L’accès aux équipements et aux comptes serait strictement contrôlé pour limiter les risques de fuite ou de surveillance. Cette organisation aurait été encouragée et soutenue par des instructeurs liés au réseau de Daesh, qui auraient fourni du matériel informatique, des logiciels de chiffrement et des formations spécialisées.

Les formations dispensées porteraient sur :

  • Le fonctionnement des systèmes d’IA
  • Les techniques de formulation des requêtes
  • Les méthodes pour contourner les restrictions des plateformes

Ces connaissances seraient ensuite diffusées au sein des différentes unités, permettant une montée en compétences généralisée au sein de l’organisation.

Les défis pour les autorités et les entreprises technologiques

Cette étude soulève des questions cruciales pour les acteurs de la sécurité numérique et les développeurs d’intelligence artificielle.
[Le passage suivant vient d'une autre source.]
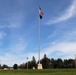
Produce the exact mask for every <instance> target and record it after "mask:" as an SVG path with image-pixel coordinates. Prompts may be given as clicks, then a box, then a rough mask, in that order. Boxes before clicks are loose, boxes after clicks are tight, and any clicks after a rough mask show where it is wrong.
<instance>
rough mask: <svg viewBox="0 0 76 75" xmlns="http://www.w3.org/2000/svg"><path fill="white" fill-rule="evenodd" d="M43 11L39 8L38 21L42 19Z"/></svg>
mask: <svg viewBox="0 0 76 75" xmlns="http://www.w3.org/2000/svg"><path fill="white" fill-rule="evenodd" d="M43 14H44V13H43V11H42V9H41V8H40V7H39V17H40V19H42V17H43Z"/></svg>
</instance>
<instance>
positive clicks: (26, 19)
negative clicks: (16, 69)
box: [0, 0, 76, 66]
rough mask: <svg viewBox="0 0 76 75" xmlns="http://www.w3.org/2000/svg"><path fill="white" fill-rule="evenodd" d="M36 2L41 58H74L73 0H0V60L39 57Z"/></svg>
mask: <svg viewBox="0 0 76 75" xmlns="http://www.w3.org/2000/svg"><path fill="white" fill-rule="evenodd" d="M38 4H39V5H40V7H41V8H42V10H43V12H44V15H43V18H42V20H41V21H40V48H41V58H42V57H43V55H44V54H46V55H47V56H48V57H49V58H55V59H57V58H62V59H68V58H74V55H75V54H76V0H0V60H1V64H7V65H9V66H12V65H13V64H14V63H17V64H21V63H24V62H26V57H28V58H29V60H31V59H32V56H35V57H36V60H38V23H39V18H38V15H39V13H38V12H39V11H38Z"/></svg>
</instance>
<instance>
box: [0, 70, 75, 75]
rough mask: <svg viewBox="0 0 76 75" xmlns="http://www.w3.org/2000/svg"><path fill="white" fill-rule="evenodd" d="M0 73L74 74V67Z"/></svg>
mask: <svg viewBox="0 0 76 75" xmlns="http://www.w3.org/2000/svg"><path fill="white" fill-rule="evenodd" d="M0 75H76V69H46V70H8V71H4V70H0Z"/></svg>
Avec la multiplication des plateformes et des méthodes de contournement, il devient de plus en plus difficile de détecter et prévenir les usages malveillants de ces technologies.
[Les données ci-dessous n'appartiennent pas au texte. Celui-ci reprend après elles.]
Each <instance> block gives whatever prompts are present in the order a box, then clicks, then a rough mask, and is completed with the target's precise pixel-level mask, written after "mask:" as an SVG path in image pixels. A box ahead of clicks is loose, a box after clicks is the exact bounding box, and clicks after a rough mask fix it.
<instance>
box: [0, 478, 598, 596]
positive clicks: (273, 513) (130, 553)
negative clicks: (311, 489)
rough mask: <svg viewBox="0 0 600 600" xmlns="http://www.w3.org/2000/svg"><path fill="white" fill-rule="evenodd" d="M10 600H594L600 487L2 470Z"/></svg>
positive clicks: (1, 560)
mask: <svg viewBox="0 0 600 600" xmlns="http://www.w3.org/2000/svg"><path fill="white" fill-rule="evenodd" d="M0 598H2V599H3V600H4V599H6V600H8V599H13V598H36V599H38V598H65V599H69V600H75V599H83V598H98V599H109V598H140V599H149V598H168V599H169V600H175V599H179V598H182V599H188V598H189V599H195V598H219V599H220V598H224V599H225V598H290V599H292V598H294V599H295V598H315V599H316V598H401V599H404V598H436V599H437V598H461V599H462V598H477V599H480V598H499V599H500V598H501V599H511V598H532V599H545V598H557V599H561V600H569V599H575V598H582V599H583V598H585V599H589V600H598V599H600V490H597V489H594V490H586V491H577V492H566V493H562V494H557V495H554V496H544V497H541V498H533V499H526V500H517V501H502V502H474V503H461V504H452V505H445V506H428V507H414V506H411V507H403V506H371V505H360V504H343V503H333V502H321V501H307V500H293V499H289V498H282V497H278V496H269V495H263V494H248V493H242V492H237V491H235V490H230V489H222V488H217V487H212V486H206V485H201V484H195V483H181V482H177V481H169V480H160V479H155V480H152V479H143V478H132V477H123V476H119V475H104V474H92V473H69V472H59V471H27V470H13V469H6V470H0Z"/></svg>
Les auteurs du rapport appellent à un renforcement de la coopération entre :

  • Les développeurs de solutions d’IA
  • Les autorités publiques
  • Les services de sécurité
  • Les chercheurs

Ils recommandent notamment d’évaluer les dispositifs de protection face à des organisations structurées, et non uniquement face à des utilisateurs isolés. L’objectif serait de limiter la transformation des outils d’intelligence artificielle en instruments de violence.

Pour les entreprises technologiques, le défi consiste à trouver un équilibre entre l’accessibilité des outils et la prévention des usages malveillants, sans entraver le développement légitime de ces technologies.

Une confiance croissante dans le potentiel de l’IA

Les factions de Boko Haram semblent accorder une grande confiance aux capacités de l’intelligence artificielle. Cette perception pourrait les pousser à investir davantage dans :

  • Les abonnements aux plateformes
  • Les équipements informatiques
  • La formation de nouvelles équipes spécialisées

La question n’est donc plus de savoir si ces groupes tenteront d’utiliser ces technologies, mais dans quelle mesure les mécanismes de sécurité pourront limiter leur impact. L’intelligence artificielle est devenue un enjeu majeur de la sécurité numérique et de la lutte antiterroriste au Sahel.